PREDATORS is a murky, would-be pedantic, mess of a flick. It goes to the trouble of informing its audience that it is a continuation of 1987s PREDATOR, but takes no trouble before or after to deliver any reason for revisiting the premise of humans hunted for sport by aliens who have conquered invisibility cloaks. The special effects are anything but. The direction is clueless. The story is far-fetched and silly without the relief of irony or camp or suspense. The writing is painful, as in when someone voices relief about having escaped a dire situation, thats exactly when something dire happens.

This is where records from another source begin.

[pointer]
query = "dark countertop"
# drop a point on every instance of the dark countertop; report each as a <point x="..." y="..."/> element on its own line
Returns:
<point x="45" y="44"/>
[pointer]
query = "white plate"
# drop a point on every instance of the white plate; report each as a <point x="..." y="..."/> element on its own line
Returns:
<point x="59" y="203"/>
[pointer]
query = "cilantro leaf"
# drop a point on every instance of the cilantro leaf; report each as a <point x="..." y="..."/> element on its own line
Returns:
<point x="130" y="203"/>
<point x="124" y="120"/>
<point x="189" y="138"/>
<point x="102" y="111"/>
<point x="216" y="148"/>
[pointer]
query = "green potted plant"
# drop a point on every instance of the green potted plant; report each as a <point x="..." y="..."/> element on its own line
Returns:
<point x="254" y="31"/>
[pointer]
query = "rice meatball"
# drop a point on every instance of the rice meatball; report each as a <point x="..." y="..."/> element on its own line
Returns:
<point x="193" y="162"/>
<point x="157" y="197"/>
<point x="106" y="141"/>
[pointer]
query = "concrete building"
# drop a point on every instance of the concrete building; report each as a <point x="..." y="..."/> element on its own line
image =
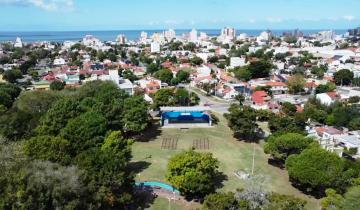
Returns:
<point x="237" y="62"/>
<point x="193" y="36"/>
<point x="121" y="39"/>
<point x="155" y="47"/>
<point x="18" y="43"/>
<point x="170" y="34"/>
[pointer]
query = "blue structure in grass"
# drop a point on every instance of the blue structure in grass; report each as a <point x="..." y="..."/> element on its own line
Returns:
<point x="154" y="184"/>
<point x="185" y="115"/>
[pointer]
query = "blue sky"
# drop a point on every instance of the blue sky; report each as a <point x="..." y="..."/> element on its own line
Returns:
<point x="21" y="15"/>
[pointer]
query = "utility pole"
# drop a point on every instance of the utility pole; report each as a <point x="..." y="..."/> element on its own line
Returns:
<point x="253" y="165"/>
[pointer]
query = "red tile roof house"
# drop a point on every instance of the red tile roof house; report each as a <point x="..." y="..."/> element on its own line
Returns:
<point x="277" y="88"/>
<point x="326" y="138"/>
<point x="328" y="98"/>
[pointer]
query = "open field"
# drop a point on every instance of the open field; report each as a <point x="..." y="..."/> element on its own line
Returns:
<point x="151" y="160"/>
<point x="163" y="204"/>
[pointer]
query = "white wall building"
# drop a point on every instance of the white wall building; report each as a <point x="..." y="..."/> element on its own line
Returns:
<point x="193" y="36"/>
<point x="170" y="34"/>
<point x="155" y="47"/>
<point x="18" y="42"/>
<point x="59" y="61"/>
<point x="121" y="39"/>
<point x="237" y="62"/>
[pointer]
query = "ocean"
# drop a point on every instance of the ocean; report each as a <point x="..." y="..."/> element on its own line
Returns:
<point x="60" y="36"/>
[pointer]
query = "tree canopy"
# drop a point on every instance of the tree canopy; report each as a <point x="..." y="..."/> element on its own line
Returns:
<point x="282" y="146"/>
<point x="193" y="173"/>
<point x="316" y="169"/>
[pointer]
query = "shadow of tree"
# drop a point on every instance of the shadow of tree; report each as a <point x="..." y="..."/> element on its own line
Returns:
<point x="219" y="180"/>
<point x="276" y="163"/>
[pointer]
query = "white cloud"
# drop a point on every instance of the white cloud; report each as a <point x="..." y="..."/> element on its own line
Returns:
<point x="349" y="17"/>
<point x="48" y="5"/>
<point x="274" y="20"/>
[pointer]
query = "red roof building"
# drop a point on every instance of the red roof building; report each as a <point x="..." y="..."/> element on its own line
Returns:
<point x="259" y="97"/>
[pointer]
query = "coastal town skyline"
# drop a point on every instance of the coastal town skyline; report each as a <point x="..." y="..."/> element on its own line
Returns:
<point x="43" y="15"/>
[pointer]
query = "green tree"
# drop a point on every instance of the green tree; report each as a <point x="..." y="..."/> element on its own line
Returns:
<point x="296" y="84"/>
<point x="260" y="69"/>
<point x="286" y="124"/>
<point x="165" y="75"/>
<point x="316" y="169"/>
<point x="135" y="118"/>
<point x="190" y="46"/>
<point x="240" y="98"/>
<point x="193" y="173"/>
<point x="182" y="76"/>
<point x="42" y="185"/>
<point x="352" y="199"/>
<point x="222" y="201"/>
<point x="12" y="75"/>
<point x="282" y="146"/>
<point x="343" y="77"/>
<point x="243" y="73"/>
<point x="57" y="117"/>
<point x="355" y="124"/>
<point x="242" y="120"/>
<point x="196" y="61"/>
<point x="182" y="97"/>
<point x="110" y="183"/>
<point x="48" y="148"/>
<point x="284" y="202"/>
<point x="57" y="85"/>
<point x="290" y="39"/>
<point x="84" y="131"/>
<point x="288" y="108"/>
<point x="152" y="68"/>
<point x="194" y="99"/>
<point x="354" y="99"/>
<point x="164" y="97"/>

The parachuted prey are dropped onto an alien world while asleep. Sometimes the parachute opens. Sometimes it doesnt. When it does, its for the international cross-section of dangerous humanity, who all conveniently speak English, to figure out what is happening. Poly-horned quadrupeds and a sky that doesnt look right tips them off that they are not in Kansas anymore, nor are they in Japan, Mexico, Chechnya, or the good old U.S. of A. Thanks to brainy and coolly competent mercenary Adrien Brody, the tough but nurturing commando Alicia Braga, and the human resident of the alien jungle (Lawrence Fishburn), they work out that they have been chosen for a most dangerous game. They also work out that there is an alien ship that can take them home. How that will happen is one of those ci-mentioned bits of far-fetched silliness.
While attempting to be existential, the flick becomes obtuse and, worse, obvious. Why among the killers, gang enforcers, mercenaries, and battle-hardened soldiers is there a doctor (Topher Grace)?
As a character study, PREDATORS goes for the cliché every time. The death-row inmate (Walton Goggins) daydreams about mindless violence, the putative Muslim (Mahershalalalhashbaz Ali) has a background in terrorism, the Chicano (Danny Trejo) is a gang-banger, the Yakuza (Louis Ozawa Changchien) is inscrutable. He also prefers to feel the mud between his toes, which is the sort of embellishment writers trot out when they are trying to be quirky, and which is glaringly obvious as such when no reason is given for such behavior in an unknown and bug-infested jungle. Brody is amoral, stalwart and wondrously one-dimensional. The only interesting person is Grace, who grasps the essential absurdity at work here and, eyebrow cocked knowingly, runs with it. Fishburne, as the wacka-wacka human run to ground for several hunting seasons, has a curiously serene detachment that fights valiantly against the bad writing and loses, but with honor.
As an action flick, it is a disaster. Director Nimrod Antal doesnt just miss opportunities to build suspense or deliver a surprise, he runs from them as though his life depended on it. Would that he could have brought such a sense of urgency, or even a pulse, to the carnage depicted on screen.
The most compelling moment comes when Brody prepares to take on one of the invisible aliens. Stripped to the waist and covered in flesh-colored mud the better to confuse the infra-red vision the aliens use, he is buffed to perfection with biceps that bulge without being overly assertive about it. Why this was saved until the end is a question for the ages.